Independent theatre owners are increasingly frustrated by the excruciatingly slow pace of the rollout of the Shuttered Venue Operators Grant (SVOG) program. The program is being administered by a team at the U.S. Small Business Administration (SBA), which has also had responsibility for managing the widely popular and successful Paycheck Protection Program (PPP). SVOG was approved in the waning days of the Trump administration, but after more than five months only a handful of venues have received funding from SVOG, with only 90 venues having been approved out of the more than 14,000 organizations that have applied. In a press release last Thursday, NATO’s President and CEO John Fithian highlighted the dilemma caused by these delays for his member theatre owners.
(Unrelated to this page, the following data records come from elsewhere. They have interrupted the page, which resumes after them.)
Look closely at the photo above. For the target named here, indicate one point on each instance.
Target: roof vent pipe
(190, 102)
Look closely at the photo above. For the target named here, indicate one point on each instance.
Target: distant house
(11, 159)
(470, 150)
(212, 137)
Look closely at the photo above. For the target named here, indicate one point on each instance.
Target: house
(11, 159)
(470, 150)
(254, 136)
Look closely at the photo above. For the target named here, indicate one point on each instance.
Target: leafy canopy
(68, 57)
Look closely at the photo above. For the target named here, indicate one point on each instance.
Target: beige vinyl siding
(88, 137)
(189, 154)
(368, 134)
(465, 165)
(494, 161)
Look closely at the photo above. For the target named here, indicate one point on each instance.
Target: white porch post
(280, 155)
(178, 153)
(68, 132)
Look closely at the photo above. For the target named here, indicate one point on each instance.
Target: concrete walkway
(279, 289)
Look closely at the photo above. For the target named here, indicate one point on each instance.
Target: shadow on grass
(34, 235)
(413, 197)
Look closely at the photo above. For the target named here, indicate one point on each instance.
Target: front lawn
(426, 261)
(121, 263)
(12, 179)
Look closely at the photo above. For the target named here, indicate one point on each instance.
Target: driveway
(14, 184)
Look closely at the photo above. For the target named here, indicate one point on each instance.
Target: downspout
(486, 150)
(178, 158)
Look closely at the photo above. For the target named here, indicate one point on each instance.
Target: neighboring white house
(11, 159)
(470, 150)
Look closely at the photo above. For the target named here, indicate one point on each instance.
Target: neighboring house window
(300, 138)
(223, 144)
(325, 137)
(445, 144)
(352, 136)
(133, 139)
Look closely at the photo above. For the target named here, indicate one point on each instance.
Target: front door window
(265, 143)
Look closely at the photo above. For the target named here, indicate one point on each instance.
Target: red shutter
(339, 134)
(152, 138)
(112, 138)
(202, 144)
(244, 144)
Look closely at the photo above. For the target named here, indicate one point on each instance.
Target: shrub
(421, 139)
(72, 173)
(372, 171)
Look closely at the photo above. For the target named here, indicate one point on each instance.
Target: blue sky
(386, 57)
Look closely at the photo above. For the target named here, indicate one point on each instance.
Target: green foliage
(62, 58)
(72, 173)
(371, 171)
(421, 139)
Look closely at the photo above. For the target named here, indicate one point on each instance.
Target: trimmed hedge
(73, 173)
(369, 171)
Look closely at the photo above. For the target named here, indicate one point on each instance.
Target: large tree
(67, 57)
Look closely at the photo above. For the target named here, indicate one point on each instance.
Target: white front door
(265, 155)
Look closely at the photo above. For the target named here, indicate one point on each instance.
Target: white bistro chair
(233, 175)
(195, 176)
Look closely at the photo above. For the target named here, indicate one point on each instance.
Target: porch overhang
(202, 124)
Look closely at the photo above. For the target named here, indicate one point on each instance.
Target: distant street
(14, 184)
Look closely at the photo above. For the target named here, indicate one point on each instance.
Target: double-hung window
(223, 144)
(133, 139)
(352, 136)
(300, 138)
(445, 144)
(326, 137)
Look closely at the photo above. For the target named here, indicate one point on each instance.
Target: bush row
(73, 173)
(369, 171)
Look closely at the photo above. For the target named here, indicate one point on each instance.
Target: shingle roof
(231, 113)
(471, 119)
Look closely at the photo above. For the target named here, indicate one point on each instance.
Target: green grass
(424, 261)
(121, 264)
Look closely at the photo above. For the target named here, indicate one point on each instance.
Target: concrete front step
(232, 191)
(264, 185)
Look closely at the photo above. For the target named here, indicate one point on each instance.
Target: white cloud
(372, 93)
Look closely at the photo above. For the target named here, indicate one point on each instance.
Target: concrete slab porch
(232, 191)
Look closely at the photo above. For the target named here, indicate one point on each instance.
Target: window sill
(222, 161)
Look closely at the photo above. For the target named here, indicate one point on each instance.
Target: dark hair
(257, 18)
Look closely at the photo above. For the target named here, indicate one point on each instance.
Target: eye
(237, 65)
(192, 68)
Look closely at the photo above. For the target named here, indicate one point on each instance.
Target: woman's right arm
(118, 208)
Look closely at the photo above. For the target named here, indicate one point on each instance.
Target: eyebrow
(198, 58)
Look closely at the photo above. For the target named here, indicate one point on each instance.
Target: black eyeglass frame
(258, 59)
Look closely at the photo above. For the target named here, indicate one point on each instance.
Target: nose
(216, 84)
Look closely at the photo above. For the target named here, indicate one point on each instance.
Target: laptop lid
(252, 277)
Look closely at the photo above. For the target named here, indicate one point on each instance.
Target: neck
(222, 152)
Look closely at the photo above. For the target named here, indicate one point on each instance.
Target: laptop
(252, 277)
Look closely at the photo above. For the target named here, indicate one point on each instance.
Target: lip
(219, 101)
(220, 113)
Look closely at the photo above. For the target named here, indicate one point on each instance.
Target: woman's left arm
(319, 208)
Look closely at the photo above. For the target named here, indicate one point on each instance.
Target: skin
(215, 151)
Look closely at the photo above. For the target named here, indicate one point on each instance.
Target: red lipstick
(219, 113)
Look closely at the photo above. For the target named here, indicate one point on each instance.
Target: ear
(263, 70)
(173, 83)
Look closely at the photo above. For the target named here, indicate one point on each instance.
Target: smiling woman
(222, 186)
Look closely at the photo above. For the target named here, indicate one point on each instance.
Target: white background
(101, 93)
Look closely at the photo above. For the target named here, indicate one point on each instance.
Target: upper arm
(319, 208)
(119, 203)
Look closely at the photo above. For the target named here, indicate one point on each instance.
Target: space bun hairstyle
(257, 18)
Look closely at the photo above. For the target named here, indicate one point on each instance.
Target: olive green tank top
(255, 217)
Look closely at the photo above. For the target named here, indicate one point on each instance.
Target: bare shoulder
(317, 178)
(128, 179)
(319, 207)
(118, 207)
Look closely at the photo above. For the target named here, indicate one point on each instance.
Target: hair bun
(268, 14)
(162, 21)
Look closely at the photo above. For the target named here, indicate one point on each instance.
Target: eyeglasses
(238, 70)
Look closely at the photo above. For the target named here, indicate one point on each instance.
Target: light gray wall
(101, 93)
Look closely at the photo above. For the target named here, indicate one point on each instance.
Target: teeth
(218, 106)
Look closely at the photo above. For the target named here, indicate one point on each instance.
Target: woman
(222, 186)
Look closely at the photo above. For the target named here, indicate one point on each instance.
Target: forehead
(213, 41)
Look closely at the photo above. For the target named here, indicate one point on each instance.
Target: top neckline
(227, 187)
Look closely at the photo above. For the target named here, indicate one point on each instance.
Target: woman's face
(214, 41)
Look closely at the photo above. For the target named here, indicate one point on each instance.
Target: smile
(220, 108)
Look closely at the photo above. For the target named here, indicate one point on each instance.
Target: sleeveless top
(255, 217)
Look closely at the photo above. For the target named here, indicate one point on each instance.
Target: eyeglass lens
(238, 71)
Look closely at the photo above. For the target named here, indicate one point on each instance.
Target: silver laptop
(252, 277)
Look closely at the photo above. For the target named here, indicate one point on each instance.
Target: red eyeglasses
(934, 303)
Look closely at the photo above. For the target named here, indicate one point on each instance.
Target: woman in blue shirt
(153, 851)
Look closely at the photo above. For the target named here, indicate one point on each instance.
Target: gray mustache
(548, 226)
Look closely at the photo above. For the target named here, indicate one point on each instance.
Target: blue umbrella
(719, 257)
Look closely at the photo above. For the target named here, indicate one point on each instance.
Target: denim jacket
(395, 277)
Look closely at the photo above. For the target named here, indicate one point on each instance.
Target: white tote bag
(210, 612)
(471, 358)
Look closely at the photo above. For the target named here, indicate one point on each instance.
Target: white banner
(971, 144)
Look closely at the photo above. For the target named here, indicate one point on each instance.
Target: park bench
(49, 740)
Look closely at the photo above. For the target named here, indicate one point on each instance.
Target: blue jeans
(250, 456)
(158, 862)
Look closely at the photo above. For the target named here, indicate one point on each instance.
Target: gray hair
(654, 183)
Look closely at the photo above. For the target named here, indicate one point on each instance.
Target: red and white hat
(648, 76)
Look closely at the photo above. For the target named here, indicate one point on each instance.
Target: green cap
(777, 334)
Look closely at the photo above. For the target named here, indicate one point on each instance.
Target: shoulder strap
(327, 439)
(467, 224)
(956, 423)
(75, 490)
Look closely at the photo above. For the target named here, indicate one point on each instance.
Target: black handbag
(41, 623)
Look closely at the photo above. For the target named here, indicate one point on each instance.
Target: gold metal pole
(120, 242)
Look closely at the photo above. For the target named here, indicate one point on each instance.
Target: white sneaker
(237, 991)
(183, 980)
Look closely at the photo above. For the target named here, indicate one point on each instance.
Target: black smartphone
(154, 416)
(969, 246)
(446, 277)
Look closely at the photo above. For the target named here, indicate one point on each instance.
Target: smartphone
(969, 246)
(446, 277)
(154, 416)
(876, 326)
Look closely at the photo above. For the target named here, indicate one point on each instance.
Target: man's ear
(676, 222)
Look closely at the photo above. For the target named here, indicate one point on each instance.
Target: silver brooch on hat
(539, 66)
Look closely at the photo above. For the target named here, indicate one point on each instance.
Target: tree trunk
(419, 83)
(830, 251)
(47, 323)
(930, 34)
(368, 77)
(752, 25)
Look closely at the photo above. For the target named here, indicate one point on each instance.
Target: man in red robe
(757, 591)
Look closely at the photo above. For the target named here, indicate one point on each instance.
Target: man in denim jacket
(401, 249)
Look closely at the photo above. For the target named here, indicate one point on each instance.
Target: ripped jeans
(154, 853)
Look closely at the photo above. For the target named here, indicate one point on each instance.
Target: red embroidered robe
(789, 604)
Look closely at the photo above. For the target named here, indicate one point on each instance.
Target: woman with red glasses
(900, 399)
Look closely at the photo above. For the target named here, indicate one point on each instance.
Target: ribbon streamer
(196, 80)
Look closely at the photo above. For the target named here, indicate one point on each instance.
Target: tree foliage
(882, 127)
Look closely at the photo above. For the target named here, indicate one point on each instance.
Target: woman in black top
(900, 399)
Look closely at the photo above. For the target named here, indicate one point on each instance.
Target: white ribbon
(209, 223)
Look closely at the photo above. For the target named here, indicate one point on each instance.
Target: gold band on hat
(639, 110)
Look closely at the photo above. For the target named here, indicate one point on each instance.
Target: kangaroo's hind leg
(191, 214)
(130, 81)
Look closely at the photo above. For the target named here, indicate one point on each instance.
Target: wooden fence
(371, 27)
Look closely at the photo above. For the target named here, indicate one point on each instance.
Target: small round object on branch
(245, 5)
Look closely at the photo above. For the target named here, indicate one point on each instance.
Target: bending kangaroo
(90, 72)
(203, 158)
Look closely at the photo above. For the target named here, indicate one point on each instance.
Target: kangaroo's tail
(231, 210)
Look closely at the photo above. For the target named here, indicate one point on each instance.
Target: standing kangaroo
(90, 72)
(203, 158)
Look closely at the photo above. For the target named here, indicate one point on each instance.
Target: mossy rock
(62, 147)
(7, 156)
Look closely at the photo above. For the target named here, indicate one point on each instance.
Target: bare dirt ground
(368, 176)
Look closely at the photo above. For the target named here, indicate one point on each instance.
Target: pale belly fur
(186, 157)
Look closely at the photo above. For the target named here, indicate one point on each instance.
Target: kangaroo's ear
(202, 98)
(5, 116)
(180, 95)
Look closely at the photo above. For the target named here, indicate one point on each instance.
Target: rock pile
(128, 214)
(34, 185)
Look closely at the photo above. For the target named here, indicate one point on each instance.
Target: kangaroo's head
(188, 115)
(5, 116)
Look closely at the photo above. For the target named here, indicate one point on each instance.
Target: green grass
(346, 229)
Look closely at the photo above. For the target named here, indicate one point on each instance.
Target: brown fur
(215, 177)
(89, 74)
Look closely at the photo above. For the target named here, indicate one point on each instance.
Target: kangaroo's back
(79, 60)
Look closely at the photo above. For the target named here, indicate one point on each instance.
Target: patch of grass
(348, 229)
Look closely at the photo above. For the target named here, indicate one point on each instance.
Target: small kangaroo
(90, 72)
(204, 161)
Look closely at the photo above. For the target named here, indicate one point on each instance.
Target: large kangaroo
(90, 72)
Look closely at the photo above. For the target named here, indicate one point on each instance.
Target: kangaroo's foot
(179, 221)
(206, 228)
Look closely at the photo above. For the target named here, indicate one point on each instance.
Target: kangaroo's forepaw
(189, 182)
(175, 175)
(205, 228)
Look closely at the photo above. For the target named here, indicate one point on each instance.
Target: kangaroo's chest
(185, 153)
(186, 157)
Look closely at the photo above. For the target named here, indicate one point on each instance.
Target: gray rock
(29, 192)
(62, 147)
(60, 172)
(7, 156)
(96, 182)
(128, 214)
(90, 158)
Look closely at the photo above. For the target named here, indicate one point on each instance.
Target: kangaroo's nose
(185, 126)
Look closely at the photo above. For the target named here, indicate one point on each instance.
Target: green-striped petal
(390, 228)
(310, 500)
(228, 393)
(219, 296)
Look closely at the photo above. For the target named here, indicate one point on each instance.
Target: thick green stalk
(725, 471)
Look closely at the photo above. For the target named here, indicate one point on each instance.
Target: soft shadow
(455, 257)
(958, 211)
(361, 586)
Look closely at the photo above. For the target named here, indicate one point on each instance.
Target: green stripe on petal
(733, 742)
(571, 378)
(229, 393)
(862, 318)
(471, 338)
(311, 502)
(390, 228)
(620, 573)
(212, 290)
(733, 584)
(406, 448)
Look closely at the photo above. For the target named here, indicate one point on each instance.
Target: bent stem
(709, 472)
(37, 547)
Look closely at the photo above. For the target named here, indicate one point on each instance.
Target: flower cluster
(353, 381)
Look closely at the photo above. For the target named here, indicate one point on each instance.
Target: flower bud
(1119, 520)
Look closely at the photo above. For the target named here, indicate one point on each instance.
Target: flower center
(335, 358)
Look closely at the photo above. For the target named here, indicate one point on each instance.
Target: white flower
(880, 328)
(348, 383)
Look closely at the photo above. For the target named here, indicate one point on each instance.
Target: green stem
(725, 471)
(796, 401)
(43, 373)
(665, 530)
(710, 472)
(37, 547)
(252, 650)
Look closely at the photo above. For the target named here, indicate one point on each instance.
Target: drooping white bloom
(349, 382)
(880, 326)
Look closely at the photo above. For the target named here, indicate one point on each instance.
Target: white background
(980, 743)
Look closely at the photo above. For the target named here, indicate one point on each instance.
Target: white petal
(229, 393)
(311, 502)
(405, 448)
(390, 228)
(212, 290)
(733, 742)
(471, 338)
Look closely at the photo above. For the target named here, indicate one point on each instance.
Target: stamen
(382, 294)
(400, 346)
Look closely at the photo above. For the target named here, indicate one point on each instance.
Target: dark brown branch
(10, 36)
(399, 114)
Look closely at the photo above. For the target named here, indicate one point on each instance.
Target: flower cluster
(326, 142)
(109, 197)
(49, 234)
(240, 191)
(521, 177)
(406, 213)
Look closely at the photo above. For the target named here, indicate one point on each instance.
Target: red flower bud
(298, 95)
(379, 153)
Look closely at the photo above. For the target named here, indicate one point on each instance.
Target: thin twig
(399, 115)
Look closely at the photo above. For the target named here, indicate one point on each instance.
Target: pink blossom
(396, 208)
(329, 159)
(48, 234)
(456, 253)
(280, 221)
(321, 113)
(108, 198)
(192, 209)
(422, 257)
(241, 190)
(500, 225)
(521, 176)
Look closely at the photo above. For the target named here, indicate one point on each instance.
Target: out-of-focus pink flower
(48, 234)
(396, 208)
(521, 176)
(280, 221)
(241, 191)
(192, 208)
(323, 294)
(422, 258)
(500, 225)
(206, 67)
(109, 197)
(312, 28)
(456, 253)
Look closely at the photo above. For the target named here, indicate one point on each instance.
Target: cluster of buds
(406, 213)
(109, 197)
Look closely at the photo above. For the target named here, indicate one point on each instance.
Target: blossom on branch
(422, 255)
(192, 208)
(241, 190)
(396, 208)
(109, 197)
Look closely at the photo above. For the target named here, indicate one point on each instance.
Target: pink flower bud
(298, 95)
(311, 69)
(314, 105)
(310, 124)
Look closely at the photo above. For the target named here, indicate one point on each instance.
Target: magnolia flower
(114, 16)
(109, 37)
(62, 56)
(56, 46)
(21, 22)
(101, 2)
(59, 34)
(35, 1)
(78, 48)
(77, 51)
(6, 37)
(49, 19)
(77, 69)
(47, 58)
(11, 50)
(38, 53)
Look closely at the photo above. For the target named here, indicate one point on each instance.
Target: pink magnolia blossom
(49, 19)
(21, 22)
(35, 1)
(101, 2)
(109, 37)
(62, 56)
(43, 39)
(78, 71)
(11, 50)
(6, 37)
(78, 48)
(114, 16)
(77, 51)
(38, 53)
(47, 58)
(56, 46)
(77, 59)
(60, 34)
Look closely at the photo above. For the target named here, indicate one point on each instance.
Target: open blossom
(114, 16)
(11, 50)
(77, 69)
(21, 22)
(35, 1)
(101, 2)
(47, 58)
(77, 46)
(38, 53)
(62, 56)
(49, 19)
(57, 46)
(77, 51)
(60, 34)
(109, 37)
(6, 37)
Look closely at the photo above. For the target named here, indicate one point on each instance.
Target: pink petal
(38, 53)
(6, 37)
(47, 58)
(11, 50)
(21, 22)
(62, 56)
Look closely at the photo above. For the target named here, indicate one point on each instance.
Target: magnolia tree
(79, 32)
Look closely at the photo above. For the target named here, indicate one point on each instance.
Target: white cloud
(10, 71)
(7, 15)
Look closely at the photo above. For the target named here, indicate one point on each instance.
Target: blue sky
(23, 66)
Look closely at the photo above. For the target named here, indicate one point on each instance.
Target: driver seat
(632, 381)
“The pandemic is easing, capacity restrictions on movie theatres are being lifted, major movies are being widely released, but hundreds of movie theatre companies cannot open until they have rehired their employees, paid their vendors and their rent. The SBA is actively damaging the companies they were supposed to help. That must end now.”
Unlike large circuits, independent exhibitors are less likely to have access to funds other than those provide through government program such as the SVOG. Without these resources, many theatres have been unable to re-open and take advantage of the consumer interest in new Hollywood releases such as A Quiet Place Part II, Cruella and In the Heights.